Task GPMFS+GA MOLLEO (name withheld) MOLLEO (name included)
thiothixene rediscovery 0.504 0.462 0.692
mestranol similarity 0.658 0.644 0.983
  • When the target molecule name is withheld, MOLLEO's performance drops ~33%, falling below GPMFS+GA.
  • This demonstrates that MOLLEO's high performance is partly attributable to GPT-4's memorization of molecular knowledge (e.g., GPT-4 knows the SMILES of thiothixene).
  • Reverse experiment: providing GPMFS+GA with target SMILES raises its average rank from 2.7 to 1.7.

Ablation Study

Configuration Avg. Rank Avg.

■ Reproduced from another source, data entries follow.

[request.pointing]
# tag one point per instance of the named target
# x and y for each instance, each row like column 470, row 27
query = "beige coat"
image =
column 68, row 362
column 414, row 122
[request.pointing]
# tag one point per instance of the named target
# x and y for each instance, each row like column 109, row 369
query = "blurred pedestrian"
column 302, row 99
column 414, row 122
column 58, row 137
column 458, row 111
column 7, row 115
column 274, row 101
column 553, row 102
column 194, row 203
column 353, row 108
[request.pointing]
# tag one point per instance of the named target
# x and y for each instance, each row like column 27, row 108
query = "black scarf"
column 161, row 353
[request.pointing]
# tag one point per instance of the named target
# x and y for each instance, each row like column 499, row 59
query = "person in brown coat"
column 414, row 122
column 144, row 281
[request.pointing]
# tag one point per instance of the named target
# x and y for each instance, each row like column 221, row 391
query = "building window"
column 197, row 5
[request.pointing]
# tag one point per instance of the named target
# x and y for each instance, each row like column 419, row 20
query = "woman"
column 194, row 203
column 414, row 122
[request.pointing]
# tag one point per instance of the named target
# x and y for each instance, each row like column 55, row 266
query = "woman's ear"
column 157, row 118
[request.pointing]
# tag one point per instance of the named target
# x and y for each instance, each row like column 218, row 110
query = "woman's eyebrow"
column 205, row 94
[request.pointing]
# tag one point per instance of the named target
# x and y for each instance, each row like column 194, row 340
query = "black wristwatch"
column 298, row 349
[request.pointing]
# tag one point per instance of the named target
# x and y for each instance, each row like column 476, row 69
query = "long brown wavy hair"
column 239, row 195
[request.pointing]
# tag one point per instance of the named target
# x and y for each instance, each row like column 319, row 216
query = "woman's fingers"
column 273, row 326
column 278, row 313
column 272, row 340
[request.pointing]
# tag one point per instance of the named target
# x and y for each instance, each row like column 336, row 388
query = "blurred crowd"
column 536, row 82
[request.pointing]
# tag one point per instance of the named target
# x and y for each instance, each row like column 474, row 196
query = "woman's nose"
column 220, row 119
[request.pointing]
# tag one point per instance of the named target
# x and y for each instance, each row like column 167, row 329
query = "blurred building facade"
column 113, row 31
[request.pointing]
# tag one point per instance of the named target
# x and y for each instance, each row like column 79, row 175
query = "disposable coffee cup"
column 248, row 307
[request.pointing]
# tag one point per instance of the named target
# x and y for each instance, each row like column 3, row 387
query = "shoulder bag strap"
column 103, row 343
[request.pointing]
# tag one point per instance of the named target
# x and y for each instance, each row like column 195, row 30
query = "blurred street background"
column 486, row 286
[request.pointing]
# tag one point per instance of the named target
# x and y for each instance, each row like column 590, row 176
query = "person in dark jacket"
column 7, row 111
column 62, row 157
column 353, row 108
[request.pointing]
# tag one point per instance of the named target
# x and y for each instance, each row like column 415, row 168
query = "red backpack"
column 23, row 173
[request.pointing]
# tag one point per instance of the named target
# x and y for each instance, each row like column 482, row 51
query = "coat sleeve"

AUC
Guided Generation only (GG) 5.0 0.603
+Crossover (XO) 3.4 0.672
+RFF768 5.3 0.597
+XO+DIV 3.0 0.678
+RFF768+XO 2.5 0.682
+RFF768+XO+DIV 1.8 0.690
  • Crossover (XO) contributes the most; diversity enhancement (DIV) provides additional gains.
  • RFF alone is ineffective but yields improvement when combined with XO.

Highlights & Insights

  1. Elegant test-time guidance design: No reward model training, no policy gradients, no external LLM calls—only the model's own embedding space serves as the similarity signal.
  2. Theoretically grounded: The algorithm is justified as the closed-form solution to a well-defined optimization problem, not merely a heuristic.
  3. Black-box fairness exposes MOLLEO's implicit advantage: The analysis demonstrates that MOLLEO exploits GPT-4's memorization of known molecules, a finding with significant implications for benchmark evaluation standards in the field.
  4. Cost efficiency: A 47M-parameter model outperforms GPT-4 API calls under a fair comparison.
  5. Domain agnosticism: The framework is theoretically applicable to any autoregressive language model and any sequence-based optimization task.

Limitations & Future Work

  1. Only one CLM tested: Although the method claims model-agnostic applicability, it is validated solely with GP-MoLFormer.
  2. Single-objective optimization only: The method has not been extended to multi-objective optimization (e.g., simultaneously optimizing binding affinity, solubility, and drug-likeness).
  3. Negative guidance unexplored: Low-scoring molecules are not exploited as negative guidance to actively steer generation away from undesirable regions.
  4. Vocabulary-level iterative computation: Each decoding step requires embedding all tokens in the vocabulary (2,362 tokens), incurring increasing overhead for longer sequences.
  5. Synthetic accessibility insufficiently discussed: Whether generated molecules are practically synthesizable is not thoroughly analyzed (SA scores are reported only in the appendix).
  • Molecular optimization methods: RL-based (REINVENT), VAE (JT-VAE), Bayesian Optimization, GFlowNets, diffusion models.
  • GA-based methods: Graph-GA, STONED, Mol-GA, GEAM, MOLLEO (GPT-4-assisted GA).
  • Test-time guided LLM decoding: Reward-guided Decoding, SASA (self-constrained sampling), Conditional Activation Steering.
  • Chemical language models: GP-MoLFormer, MoLFormer, BioT5, MoleculeSTM.

Rating ⭐⭐⭐⭐

The method is elegant and theoretically justified; the black-box fairness analysis constitutes an important contribution, and the approach achieves competitive molecular optimization without any training. However, it ranks only 2nd on the full PMO leaderboard, and validation across multiple objectives and multiple CLMs remains absent.